Into their lives comes Amber, a strange woman who shows up at their house one day. Everyone thinks she's here with someone else, but who is she, really? Each member of the family perceives her differently, either finding what they long for or need in her, or perhaps projecting their wishes onto her. She is the narrator, probably, of the first-person passages interspersed with the Smart family point-of-view chapters, yet we don't really know much about her. She doesn't quite seem real. Some of the characters think she must be an angel, but if so, she is an unstable, maybe even dangerous one. At the end of part one, she starts to give you a few answers - surprisingly early on, I thought - until: "Well?" she said. "Do you believe me?" I didn't think to do otherwise until that point, but the question throws it all into doubt. But that's all the answer you get.

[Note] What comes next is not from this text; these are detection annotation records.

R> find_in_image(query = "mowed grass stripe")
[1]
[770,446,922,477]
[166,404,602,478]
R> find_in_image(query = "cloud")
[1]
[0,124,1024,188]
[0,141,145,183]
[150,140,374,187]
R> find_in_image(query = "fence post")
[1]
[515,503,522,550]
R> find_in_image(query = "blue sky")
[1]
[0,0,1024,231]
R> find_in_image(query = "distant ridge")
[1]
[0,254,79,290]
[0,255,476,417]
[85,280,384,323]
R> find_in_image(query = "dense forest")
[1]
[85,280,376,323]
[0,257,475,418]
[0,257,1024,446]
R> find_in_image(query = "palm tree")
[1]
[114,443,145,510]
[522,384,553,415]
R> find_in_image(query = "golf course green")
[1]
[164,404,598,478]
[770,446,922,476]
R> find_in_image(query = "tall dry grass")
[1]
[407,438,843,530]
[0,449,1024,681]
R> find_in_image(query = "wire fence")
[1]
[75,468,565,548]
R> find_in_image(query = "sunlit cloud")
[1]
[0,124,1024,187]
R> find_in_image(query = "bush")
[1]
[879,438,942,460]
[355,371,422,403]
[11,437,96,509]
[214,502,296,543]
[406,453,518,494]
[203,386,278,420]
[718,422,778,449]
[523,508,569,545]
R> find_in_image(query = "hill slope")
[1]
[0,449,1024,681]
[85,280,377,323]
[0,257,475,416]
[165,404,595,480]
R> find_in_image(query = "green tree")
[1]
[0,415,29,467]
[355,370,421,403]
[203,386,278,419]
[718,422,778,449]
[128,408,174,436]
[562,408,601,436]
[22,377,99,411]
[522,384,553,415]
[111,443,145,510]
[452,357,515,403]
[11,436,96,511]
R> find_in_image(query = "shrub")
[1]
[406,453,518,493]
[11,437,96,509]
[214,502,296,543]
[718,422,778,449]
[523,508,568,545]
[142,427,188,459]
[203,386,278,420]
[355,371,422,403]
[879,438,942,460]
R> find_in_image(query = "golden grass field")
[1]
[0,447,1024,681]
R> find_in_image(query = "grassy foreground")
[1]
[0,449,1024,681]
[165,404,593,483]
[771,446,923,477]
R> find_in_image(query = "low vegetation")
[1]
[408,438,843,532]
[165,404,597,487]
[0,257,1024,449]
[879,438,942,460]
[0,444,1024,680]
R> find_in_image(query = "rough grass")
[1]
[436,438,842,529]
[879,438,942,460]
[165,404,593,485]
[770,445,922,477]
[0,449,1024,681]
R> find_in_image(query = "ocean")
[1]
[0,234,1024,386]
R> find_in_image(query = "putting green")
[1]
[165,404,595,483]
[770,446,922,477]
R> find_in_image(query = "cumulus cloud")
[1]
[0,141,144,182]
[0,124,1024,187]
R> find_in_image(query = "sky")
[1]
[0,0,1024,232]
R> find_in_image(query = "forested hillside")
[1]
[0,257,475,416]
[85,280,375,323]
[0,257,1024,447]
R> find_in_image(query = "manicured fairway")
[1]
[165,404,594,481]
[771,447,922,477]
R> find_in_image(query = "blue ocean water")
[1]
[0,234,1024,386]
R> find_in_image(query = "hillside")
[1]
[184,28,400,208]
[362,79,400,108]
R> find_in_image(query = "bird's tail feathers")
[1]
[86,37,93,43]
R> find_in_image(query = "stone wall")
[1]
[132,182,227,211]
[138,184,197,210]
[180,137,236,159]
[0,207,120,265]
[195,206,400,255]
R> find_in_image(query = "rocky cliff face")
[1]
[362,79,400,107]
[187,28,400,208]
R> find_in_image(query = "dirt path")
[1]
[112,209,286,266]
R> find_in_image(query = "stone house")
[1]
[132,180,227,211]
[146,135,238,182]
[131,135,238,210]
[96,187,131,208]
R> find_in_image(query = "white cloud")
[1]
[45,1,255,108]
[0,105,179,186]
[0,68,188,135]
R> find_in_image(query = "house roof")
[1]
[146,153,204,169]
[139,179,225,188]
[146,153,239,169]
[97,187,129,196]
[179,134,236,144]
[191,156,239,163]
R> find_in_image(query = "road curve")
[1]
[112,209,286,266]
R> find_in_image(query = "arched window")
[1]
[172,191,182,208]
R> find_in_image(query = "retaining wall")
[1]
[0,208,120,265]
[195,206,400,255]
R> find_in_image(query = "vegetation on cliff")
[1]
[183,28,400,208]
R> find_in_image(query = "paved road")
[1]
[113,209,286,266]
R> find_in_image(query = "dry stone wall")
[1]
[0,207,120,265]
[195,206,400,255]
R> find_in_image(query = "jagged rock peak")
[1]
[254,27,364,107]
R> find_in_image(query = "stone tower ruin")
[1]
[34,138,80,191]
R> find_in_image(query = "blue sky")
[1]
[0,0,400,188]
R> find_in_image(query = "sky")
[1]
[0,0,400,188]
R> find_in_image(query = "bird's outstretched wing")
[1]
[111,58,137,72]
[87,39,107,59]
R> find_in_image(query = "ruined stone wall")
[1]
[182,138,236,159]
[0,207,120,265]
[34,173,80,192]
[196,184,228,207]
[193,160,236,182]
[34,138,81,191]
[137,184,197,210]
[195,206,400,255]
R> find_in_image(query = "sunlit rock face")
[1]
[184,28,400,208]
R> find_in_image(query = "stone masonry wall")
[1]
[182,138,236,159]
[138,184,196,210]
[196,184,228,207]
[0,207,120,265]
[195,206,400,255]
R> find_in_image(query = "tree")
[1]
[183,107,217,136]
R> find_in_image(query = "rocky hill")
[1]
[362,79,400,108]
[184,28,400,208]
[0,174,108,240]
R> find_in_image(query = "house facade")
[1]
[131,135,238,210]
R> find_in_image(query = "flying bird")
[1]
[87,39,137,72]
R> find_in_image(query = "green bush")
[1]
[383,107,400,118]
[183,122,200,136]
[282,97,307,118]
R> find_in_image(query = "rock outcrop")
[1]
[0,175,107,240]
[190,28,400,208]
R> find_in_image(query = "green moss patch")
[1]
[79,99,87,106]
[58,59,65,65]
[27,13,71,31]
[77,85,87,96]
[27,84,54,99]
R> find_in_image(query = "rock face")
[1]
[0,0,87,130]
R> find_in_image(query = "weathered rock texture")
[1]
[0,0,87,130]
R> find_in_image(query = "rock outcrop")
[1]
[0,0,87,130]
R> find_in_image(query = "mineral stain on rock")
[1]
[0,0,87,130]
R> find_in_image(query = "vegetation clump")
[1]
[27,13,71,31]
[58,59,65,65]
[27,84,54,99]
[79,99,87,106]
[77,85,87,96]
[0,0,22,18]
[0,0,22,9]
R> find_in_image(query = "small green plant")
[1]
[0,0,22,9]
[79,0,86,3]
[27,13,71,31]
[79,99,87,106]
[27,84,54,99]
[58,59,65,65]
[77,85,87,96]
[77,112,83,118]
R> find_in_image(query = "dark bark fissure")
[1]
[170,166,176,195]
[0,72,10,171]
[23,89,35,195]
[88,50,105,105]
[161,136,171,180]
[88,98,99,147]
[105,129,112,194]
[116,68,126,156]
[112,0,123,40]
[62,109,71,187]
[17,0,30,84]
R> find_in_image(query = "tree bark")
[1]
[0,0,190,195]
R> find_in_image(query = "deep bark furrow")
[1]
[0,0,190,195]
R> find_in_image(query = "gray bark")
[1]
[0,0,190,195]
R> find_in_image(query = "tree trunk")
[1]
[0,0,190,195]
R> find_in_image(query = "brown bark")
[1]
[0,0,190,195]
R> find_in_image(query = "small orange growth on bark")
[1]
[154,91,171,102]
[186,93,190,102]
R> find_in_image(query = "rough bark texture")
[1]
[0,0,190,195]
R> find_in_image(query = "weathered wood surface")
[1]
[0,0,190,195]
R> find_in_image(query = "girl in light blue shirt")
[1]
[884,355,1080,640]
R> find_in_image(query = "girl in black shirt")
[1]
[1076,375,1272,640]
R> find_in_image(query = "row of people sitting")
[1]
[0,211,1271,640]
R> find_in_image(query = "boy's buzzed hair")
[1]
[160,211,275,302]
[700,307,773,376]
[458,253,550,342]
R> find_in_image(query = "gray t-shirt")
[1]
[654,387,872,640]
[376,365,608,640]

The Accidental is a story about story, structured tidily into three parts: beginning, middle and end. About how stories grow and change in the telling, mutating and shaping the perception of truth. We see this expressed in different ways throughout the novel, for example in Eve's book series called "Genuine Articles," in which she takes real stories from history, but rewrites them to give them happy endings and "what ifs."

The language is lyrical, poetic - one section being made up of actual poetry, in Michael's "middle," the changes in form showing his world and his mind unravelling somewhat as the style turns from conventional sonnets in the Shakespearean rhyme scheme, to a frantic, disjointed style, to words just apparently thrown at a page. For Michael, Amber represents an incorruptible purity, and is the woman immune to his attempts at seduction. And his sense of entitlement can not deal with rejection. He is a repulsive creature.

Ali Smith's narrative contains some stream-of-consciousness, luring you to read on, but also to take your time thinking about her word choices. I found The Accidental engrossing with lots of food for thought, and I'm glad I finally got around to reading it. She's not necessarily a new favourite author, but definitely someone I want to read lots more from in the future.